Spagna, per la presidente della rete elettrica «non è corretto collegare il blackout alle rinnovabili»

«Non è corretto collegare l’incidente di lunedì alle energie rinnovabili, funzionano in modo stabile». È quanto dichiarato stamani dall’ex ministra Beatriz Corredor, oggi presidente della Red Eléctrica Española, il gestore a maggioranza privata della rete elettrica.
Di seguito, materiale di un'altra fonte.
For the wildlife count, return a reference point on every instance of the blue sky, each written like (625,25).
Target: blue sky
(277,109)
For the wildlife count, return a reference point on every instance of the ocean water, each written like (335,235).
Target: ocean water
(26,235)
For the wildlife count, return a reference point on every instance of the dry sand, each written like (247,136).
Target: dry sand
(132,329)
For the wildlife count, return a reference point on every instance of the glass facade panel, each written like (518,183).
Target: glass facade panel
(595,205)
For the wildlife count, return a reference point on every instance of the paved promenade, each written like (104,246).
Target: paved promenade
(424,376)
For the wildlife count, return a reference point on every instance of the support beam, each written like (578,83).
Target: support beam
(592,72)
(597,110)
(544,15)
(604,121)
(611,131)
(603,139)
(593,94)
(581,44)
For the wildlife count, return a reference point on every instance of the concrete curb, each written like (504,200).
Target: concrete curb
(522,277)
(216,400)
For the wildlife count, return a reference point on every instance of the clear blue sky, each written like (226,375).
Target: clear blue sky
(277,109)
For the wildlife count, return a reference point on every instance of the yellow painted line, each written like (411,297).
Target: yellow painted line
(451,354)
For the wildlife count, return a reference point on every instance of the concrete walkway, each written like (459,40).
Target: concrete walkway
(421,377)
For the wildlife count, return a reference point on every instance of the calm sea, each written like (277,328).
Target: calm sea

Si tratta della prima intervista rilasciata da Corredor dopo il blackout che ha lasciato al buio la penisola iberica dalle 12.33 di lunedì fino alla mattina del giorno successivo, per il quale è ancora in corso la ricerca delle cause. Corredor ha spiegato che Red Eléctrica ha avviato un'indagine approfondita per raccogliere milioni di dati e "capire millisecondo per millisecondo" cosa è successo. A questo proposito, ha aggiunto che la rete funziona con un centro di controllo nazionale, ma che ci sono altri 35 centri regionali che vengono analizzati per determinare esattamente dove e come si è verificato il problema che ha portato al blackout nella penisola.
La presidente ha dunque sottolineato la forza del sistema iberico, nonostante la portata dell’incidente. «Adesso non succederà più perché abbiamo imparato», e pur riconoscendo al contempo che «il rischio zero non esiste» ha posto l’accento sulla capacità di ripresa della rete elettrica: a differenza di quanto accaduto in altri Paesi che hanno subito blackout, la penisola è riuscita a riprendersi in poche ore, non in giorni: «Alle 4 del mattino, il 100% delle sottostazioni era operativo, consentendo ai distributori a valle di raggiungere gli utenti finali».
Di certo il primo ministro Pedro Sánchez ha dichiarato di non escludere alcuna ipotesi, neanche l’attacco hacker, e che sono in avvio due commissioni d’inchiesta – una nazionale e una europea – per stabilire esattamente cos’è successo ed evitare così che si ripeta, frenando però subito la diffusione di fake news: «La fretta non deve indurci a disinformazione o errori, non c'è stato alcun problema di eccesso di energia rinnovabile (solo pochi giorni prima, nei momenti di picco solare ed eolico coprivano tranquillamente oltre il 100% della domanda nazionale, ndr), né di mancanza di copertura o di domanda insoddisfatta e chi collega questo incidente alla mancanza di energia nucleare, francamente, sta mentendo o dimostrando la propria ignoranza». Ci sono anzi indizi che suggeriscono come le centrali nucleari abbiano ulteriormente peggiorato l’evolversi del blackout.
Al contempo, sarebbe ingenuo ignorare che quello iberico è stato il primo, grande blackout della transizione energetica, che ha coinvolto due Paesi – Spagna e Portogallo – dove sono le rinnovabili a farla da padrone. Più che per cercare colpevoli, questa è l’occasione per imparare qualcosa, così come avvenuto per gli innumerevoli blackout che hanno caratterizzato l’era dei combustibili fossili (e del nucleare). È noto che lo sviluppo dell’energia rinnovabile non necessita solo di nuovi impianti di produzione, ma anche di ingenti investimenti sulle reti elettriche e di un vasto sistema di accumuli, dalle batterie ai pompaggi idroelettrici. Sfide che vale la pena affrontare, non solo dal punto di vista ambientale: la Spagna delle rinnovabili, basti ricordare, è un Paese dove oggi il Pil cresce sei volte più velocemente dell’Italia.